In principio ci sono i 22 (21 più il Matto) arcani maggiori dei tarocchi viscontei (disegnati da Bonifacio Bembo per i Duchi di Milano nella metà del XV secolo); a questi si ispira la collezione primavera estate 2021 di Dior; infine la catena si conclude con il cortometraggio di Garrone, Le Château du Tarot.

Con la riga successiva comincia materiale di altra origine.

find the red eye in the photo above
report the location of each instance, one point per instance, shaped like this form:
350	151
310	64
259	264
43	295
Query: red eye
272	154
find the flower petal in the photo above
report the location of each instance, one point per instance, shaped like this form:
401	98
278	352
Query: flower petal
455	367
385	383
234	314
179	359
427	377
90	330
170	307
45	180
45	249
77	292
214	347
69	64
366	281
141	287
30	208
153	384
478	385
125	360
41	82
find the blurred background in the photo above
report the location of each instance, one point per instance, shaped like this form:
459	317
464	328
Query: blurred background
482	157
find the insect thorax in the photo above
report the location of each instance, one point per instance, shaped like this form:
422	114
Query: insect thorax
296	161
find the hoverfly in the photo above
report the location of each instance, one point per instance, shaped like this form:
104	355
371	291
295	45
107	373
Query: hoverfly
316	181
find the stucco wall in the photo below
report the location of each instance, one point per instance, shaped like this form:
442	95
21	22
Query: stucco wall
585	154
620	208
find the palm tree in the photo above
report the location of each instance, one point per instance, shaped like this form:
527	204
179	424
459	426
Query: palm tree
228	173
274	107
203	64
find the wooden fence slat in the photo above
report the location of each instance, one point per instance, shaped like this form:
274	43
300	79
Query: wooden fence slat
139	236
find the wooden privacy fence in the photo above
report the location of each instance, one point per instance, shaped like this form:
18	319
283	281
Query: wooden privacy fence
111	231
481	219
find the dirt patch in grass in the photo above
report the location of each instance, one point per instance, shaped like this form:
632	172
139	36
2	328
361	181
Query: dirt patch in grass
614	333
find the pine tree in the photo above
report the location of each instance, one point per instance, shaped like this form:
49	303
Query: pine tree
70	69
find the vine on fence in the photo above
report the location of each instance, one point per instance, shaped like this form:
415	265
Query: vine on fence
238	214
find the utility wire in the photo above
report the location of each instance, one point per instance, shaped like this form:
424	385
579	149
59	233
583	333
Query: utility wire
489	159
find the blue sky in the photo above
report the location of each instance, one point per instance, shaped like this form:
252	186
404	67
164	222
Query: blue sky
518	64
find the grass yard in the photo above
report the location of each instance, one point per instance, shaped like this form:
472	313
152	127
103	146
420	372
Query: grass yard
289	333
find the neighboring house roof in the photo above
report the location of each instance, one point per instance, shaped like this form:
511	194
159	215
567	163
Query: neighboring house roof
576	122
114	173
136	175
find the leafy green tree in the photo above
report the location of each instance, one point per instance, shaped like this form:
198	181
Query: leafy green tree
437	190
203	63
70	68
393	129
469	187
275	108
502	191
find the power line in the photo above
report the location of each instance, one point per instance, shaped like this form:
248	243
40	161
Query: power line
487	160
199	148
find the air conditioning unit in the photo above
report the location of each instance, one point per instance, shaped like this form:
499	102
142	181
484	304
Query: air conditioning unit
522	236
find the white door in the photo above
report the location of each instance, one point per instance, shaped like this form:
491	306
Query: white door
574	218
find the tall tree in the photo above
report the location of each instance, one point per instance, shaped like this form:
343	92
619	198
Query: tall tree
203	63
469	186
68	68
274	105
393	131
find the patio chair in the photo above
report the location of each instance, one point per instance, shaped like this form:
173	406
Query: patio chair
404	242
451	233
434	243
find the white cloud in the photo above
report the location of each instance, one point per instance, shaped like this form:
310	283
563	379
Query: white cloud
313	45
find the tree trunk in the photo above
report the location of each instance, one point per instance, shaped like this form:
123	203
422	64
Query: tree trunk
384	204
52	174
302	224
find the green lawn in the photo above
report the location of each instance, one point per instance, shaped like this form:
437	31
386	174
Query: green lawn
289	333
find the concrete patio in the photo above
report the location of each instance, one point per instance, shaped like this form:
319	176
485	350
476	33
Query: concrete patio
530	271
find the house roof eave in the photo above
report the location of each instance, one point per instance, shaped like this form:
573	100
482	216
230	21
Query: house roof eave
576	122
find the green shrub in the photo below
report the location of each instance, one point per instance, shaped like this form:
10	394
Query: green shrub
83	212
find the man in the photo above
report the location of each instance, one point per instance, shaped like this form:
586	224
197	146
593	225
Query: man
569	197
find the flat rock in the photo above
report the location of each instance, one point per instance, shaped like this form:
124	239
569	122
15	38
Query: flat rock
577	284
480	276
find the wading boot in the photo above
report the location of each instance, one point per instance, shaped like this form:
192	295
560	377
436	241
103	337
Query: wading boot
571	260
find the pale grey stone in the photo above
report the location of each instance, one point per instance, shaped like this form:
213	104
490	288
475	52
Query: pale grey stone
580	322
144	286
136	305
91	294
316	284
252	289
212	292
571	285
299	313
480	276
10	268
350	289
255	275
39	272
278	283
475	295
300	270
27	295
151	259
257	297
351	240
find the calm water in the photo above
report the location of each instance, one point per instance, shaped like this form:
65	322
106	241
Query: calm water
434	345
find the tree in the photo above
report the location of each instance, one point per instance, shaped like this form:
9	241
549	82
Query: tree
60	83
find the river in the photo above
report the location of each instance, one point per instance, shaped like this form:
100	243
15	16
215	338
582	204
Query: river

Un’anima in cerca di risposte entra in un solitario castello avvolto dalla nebbia. É una fanciulla che desidera conoscere se stessa, chi è realmente. Così vaga per i corridoi e le stanze in cerca di una strada, interroga un’indovina che la indirizza in un percorso di autoconoscenza. Le figure dei tarocchi – La Papessa, l’Imperatrice, la Giustizia, il Matto, il Diavolo, la Morte, la Stella – si presentano dunque alla ragazza, ecclettica nel trasformarsi in fanciulla spaventata o seduttrice, o nel vestire gli abiti dell’io maschile. L’attrice è Agnese Claisse, figlia primogenita di Laura Morante e George Claisse; il castello è quello di Sammezzano, in Toscana.
Garrone porta in scena un medioevo esoterico, fumoso ed evanescente, creando una fiaba visiva dove le suggestioni della moda incrociano quelle della divinazione. Dopo che la fanciulla estrae dal mazzo la Papessa, simbolo della conoscenza segreta, della dualità tra l’universo terreno e l’universo spirituale, inizia un percorso allegorico tra gli interni maestosi del castello, che la porteranno a confrontarsi con le altre figure del mazzo. Ognuna di loro indossa il proprio abito, ricamato e miniato come un arabesco antico.
Non s’è mai trattato di riprodurre ogni arcano per filo e per segno. Il Diavolo, per esempio, che per me rappresenta la sensualità, è una tunica leggera che scopre il corpo, mentre la Stella è un abito blu notte laccato in argento che si illumina a seconda del movimento
Maria Grazia Chiuri
Come ogni opera d’arte, Le Château du Tarot assorbe e trasforma, si ispira e trasfigura. Il risultato è un labirinto di abiti e anime, che riporta alle atmosfere de Il castello dei destini incrociati di Italo Calvino. É un luogo archetipale, inesistente eppure universale, dimora di domande eterne e risposte vaghe. Senza accorgersene, però, da questa esperienza si esce differenti – l’ultima figura a comparire è la Morte, simbolo di cambiamento – e con la consapevolezza che l’ignoto può essere ricolmo di bellezza.